Contos da Cripta Brasil Lendas reais, crimes sombrios e mistérios sobrenaturais do Brasil profundo. Histórias que o tempo não enterrou — e que ainda assombram.
quarta-feira, 16 de julho de 2025
Corpo Seco - Há maldade que nem a terra aceita. Diz o povo antigo que a terra tem suas próprias leis. Ela acolhe os justos, consome os pecadores… mas há certos tipos de gente que nem mesmo a terra quer. É daí que nasce a maldição do Corpo Seco. A história fala de um homem cruel. Sem nome, sem compaixão. Espancava a mãe, traía os vizinhos, judiava dos animais e ria da dor alheia. Quando morreu, a cidade achou que finalmente teria paz. Mas o descanso não veio. Nem para ele… nem para ninguém. Na hora de enterrá-lo, o coveiro estranhou. A cova, cavada no duro da terra, amanheceu como se nunca tivesse sido tocada. Tentaram de novo. Jogaram o corpo. Taparam o buraco. E no dia seguinte… lá estava o caixão, vomitado pela terra, jogado à superfície, como se fosse coisa podre demais até para o inferno. Dizem que o padre tentou benzer o solo. Nada adiantou.
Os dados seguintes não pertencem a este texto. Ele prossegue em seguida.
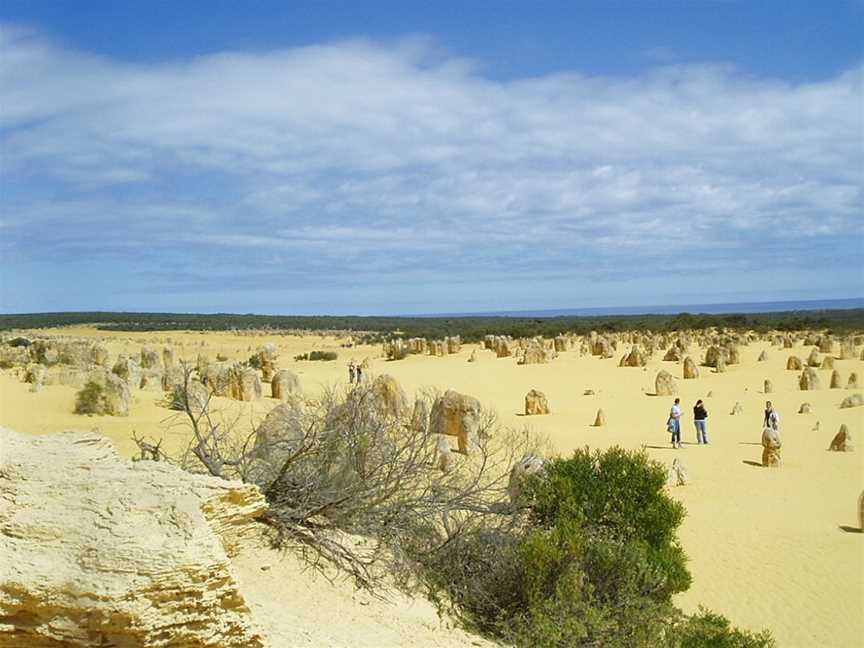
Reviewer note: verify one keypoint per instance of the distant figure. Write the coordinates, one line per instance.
(700, 416)
(674, 423)
(772, 418)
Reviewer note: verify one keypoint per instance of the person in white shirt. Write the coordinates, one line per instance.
(772, 418)
(675, 423)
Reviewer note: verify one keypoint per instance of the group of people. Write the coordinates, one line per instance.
(700, 421)
(355, 373)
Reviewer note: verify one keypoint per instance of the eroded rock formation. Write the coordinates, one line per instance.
(98, 551)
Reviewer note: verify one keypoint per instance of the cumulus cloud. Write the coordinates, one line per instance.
(395, 163)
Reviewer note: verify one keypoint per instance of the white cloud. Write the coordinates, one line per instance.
(356, 147)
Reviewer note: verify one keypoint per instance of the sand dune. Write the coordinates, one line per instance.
(767, 548)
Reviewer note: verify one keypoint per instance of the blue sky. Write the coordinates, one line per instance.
(395, 157)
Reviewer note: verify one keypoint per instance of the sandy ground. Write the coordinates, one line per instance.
(767, 548)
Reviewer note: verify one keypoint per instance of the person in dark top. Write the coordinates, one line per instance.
(700, 420)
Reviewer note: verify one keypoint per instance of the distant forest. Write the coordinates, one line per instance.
(469, 328)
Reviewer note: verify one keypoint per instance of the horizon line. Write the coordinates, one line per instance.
(780, 306)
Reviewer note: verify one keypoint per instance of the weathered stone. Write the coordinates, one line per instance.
(636, 358)
(691, 371)
(173, 376)
(664, 384)
(168, 357)
(150, 358)
(420, 415)
(674, 354)
(100, 552)
(527, 466)
(855, 400)
(246, 385)
(445, 459)
(771, 448)
(536, 403)
(794, 364)
(713, 355)
(458, 415)
(284, 384)
(732, 355)
(389, 396)
(809, 380)
(842, 441)
(99, 354)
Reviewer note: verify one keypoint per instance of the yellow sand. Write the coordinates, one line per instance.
(768, 547)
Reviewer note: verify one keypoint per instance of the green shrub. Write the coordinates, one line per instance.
(318, 355)
(254, 361)
(91, 399)
(397, 354)
(595, 564)
(706, 629)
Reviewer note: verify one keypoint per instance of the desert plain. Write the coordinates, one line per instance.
(774, 548)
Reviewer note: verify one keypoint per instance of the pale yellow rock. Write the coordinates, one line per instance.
(389, 395)
(664, 384)
(98, 551)
(842, 441)
(690, 369)
(458, 415)
(536, 403)
(771, 448)
(527, 466)
(283, 384)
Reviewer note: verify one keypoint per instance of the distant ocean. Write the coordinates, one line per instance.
(695, 309)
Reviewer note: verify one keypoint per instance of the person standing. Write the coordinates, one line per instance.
(674, 424)
(772, 418)
(700, 416)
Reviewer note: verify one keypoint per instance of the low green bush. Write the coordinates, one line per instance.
(595, 564)
(318, 355)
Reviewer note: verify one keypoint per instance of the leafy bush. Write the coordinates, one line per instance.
(91, 399)
(595, 564)
(318, 355)
(708, 629)
(399, 353)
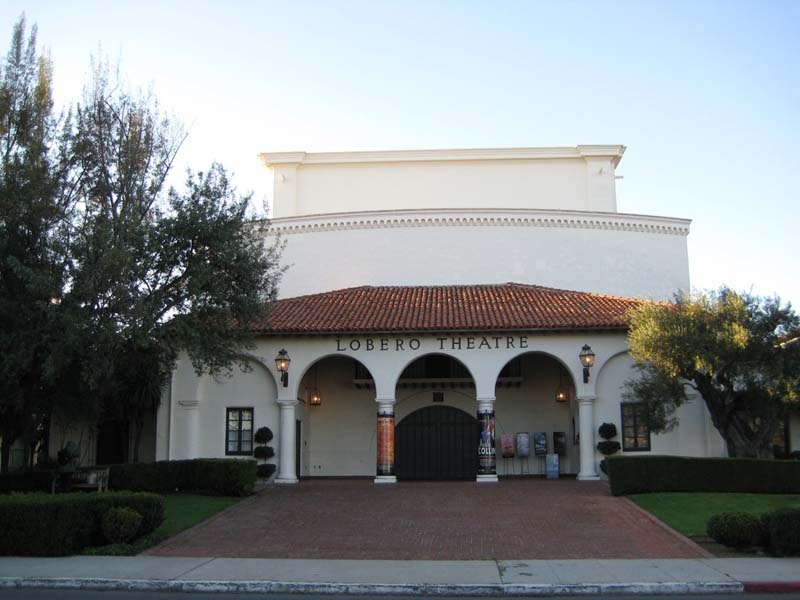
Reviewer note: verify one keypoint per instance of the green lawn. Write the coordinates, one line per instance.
(181, 511)
(688, 512)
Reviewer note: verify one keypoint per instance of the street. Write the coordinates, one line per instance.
(41, 594)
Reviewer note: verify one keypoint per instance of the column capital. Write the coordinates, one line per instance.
(485, 404)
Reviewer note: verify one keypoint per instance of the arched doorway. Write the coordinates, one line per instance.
(436, 443)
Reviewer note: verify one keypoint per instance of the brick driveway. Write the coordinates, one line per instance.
(355, 519)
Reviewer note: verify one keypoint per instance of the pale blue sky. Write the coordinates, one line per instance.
(705, 95)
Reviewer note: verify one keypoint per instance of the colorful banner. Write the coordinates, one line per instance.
(487, 462)
(385, 444)
(523, 444)
(507, 445)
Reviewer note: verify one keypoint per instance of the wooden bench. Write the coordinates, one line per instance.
(90, 478)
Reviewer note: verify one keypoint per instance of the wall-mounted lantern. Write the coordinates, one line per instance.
(587, 360)
(315, 399)
(563, 390)
(282, 365)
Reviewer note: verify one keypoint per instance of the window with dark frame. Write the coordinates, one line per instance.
(239, 431)
(635, 432)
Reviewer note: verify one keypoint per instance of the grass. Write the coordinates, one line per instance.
(688, 512)
(181, 511)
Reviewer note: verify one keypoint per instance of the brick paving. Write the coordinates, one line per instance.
(357, 519)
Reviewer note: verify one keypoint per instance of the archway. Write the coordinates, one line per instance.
(436, 437)
(536, 415)
(335, 433)
(436, 443)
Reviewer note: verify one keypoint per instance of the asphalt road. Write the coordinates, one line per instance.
(26, 594)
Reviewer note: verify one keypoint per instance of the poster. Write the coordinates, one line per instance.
(507, 445)
(523, 445)
(560, 443)
(385, 445)
(540, 443)
(487, 462)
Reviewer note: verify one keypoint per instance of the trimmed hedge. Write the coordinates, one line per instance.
(26, 481)
(646, 474)
(62, 524)
(218, 477)
(736, 529)
(784, 531)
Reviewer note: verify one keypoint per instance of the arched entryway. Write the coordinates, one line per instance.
(436, 443)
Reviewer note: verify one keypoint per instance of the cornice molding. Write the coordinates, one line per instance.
(271, 159)
(561, 219)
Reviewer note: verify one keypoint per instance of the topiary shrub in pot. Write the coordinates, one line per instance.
(736, 529)
(607, 447)
(263, 452)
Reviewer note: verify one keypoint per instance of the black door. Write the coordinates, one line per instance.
(437, 442)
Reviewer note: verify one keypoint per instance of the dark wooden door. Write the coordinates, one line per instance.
(437, 442)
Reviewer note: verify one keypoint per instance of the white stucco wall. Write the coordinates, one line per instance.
(571, 178)
(339, 437)
(692, 437)
(614, 254)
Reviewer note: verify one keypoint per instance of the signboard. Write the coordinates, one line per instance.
(553, 466)
(487, 461)
(540, 443)
(560, 443)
A própria natureza se recusava a recebê-lo. Então, numa madrugada abafada e sem lua, o caixão apareceu vazio. Desde aquele dia, o Corpo Seco vaga. Não anda como um homem. Ele se arrasta, ossos cobertos por um couro ressequido, o rosto sem olhos, apenas buracos fundos que exalam cheiro de podridão. Seus membros são retorcidos, mas ele se move devagar, rangendo, como madeira velha estalando. E onde passa, tudo apodrece. As plantas murcham. Os bichos somem. Os cães latem para o nada. E o ar... o ar fica pesado, denso, com gosto de metal na língua. Ele não fala. Só emite um som rouco, como se tossisse terra seca. O Corpo Seco não busca vingança. Ele busca calor. Vida. Corpo. Dizem que ele sente frio. Um frio que vem de dentro. Um vazio que nem a morte preencheu. E se ele te encontrar sozinho, no meio do mato ou à beira de uma estrada esquecida… vai tentar te tocar. Com dedos longos, duros como raízes mortas. Vai tentar se agarrar à sua pele, ao seu sangue, à sua alma. E, se conseguir, ele entra. E o que sobra… já não é mais você. Alguns juram que viram marcas fundas no chão, como se algo tivesse se arrastado por ali. Outros contam que ouviram sussurros secos nas noites sem vento. Mas os velhos dizem apenas uma coisa: "Quem a terra não quis… ninguém mais pode parar."